The decision to boost output will officially raise the group’s ceiling to an all-time high of 27.5 million barrels a day.

But with Iraq – which is exempt from Opec quotas while rebuilding – and quota-busting factored in, Opec is already producing close to 29.5 million barrels.

In an attempt to ease winter crunch worries, Opec’s president, Kuwaiti Oil Minister Sheik Ahmed Fahd Al Ahmed Al Sabah, said that at full capacity – and including Iraq – the oil-producer group could pump some 31 million barrels a day.

That would represent a daily increase of about 1.5 million barrels from present levels.

“Opec has the resources to meet the growing oil requirement ... forecast for the early 21st century, and is committed to ensuring that the market remains well-supplied with crude at all times, at reasonable prices that are compatible with robust growth in the world economy,” he said.

But not all ministers agreed. Ahead of the meeting, Khelil said: “Opec has reached its production limits.”

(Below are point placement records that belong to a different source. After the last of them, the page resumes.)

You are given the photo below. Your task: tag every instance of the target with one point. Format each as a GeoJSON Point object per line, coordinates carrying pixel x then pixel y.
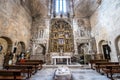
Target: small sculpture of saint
{"type": "Point", "coordinates": [1, 47]}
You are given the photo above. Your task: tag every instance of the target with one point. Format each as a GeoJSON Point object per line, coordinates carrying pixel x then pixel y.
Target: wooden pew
{"type": "Point", "coordinates": [101, 65]}
{"type": "Point", "coordinates": [11, 75]}
{"type": "Point", "coordinates": [111, 69]}
{"type": "Point", "coordinates": [24, 69]}
{"type": "Point", "coordinates": [34, 64]}
{"type": "Point", "coordinates": [93, 62]}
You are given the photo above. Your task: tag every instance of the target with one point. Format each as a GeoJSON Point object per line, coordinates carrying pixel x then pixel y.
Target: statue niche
{"type": "Point", "coordinates": [61, 36]}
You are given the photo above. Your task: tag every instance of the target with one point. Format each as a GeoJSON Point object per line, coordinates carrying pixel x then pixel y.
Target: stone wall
{"type": "Point", "coordinates": [15, 21]}
{"type": "Point", "coordinates": [105, 23]}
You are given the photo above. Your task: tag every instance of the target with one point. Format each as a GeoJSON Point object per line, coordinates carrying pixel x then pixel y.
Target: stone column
{"type": "Point", "coordinates": [67, 61]}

“If it came to a crunch, it has capacity for 1 million barrels,” he said.

Opec ministers appeared to be resigned to the fact that Wednesday’s decision would not impress the oil market – in contrast to previous years when Opec production rises usually led to a significant fall in price.

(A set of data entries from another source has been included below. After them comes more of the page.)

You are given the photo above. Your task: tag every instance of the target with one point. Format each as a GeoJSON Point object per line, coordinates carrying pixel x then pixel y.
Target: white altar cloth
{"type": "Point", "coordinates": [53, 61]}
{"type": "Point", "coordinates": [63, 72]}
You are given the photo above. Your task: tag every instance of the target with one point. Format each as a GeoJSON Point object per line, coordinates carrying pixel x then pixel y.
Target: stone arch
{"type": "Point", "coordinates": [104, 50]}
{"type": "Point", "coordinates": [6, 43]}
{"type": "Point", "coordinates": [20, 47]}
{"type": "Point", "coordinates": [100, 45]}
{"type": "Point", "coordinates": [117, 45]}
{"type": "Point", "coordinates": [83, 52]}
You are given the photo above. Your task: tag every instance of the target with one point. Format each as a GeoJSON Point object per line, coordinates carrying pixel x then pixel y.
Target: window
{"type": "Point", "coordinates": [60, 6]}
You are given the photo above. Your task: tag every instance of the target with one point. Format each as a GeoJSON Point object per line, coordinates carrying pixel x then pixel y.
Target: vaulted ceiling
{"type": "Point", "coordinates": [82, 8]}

“The market is not under my control,” Qatari Oil Minister Abdullah bin Hamad Al Attiyah said in indirect acknowledgment of Opec’s waning authority over prices.

Al Sabah suggested that Opec believed oil was overvalued, describing the prices as “a matter of much concern to Opec, since they are reaching levels that are not sustainable.”

And instead of taming markets, the timing of the increase raised questions about next time. Most forecasts predict even greater world demand in the future.

“The market is very concerned that even the Saudis might be short of spare capacity by the end of the year,” said Frederic Lasserre, head of commodities research at SG Securities in Paris.

Estimates vary but most surveys put Opec’s spare capacity between one million to 1.5 million barrels a day. Most of it is Saudi oil, which needs more refining than the preferred “sweet” crude produced by some other Opec members. Oil production by states outside Opec is stagnating.

With western economies generally expanding, demand soon could outstrip supply. China’s booming economy is already consuming more than a third of the world’s crude supplies. India’s hunger for oil is also on the rise.

At some point – no one has come up with a firm figure – the market would price oil so high that economies would begin to contract and demand would fall. Rampant inflation driven by high oil prices are also a potential concern.

Violence in Iraq and production shortfalls elsewhere due to weather or labor unrest could worsen the scenario.

“If we have any unforeseen disruptions, the world is going to be short of oil,” said Lasserre. “We can easily imagine prices of 70 to 75 dollars this year if we have such disruptions.”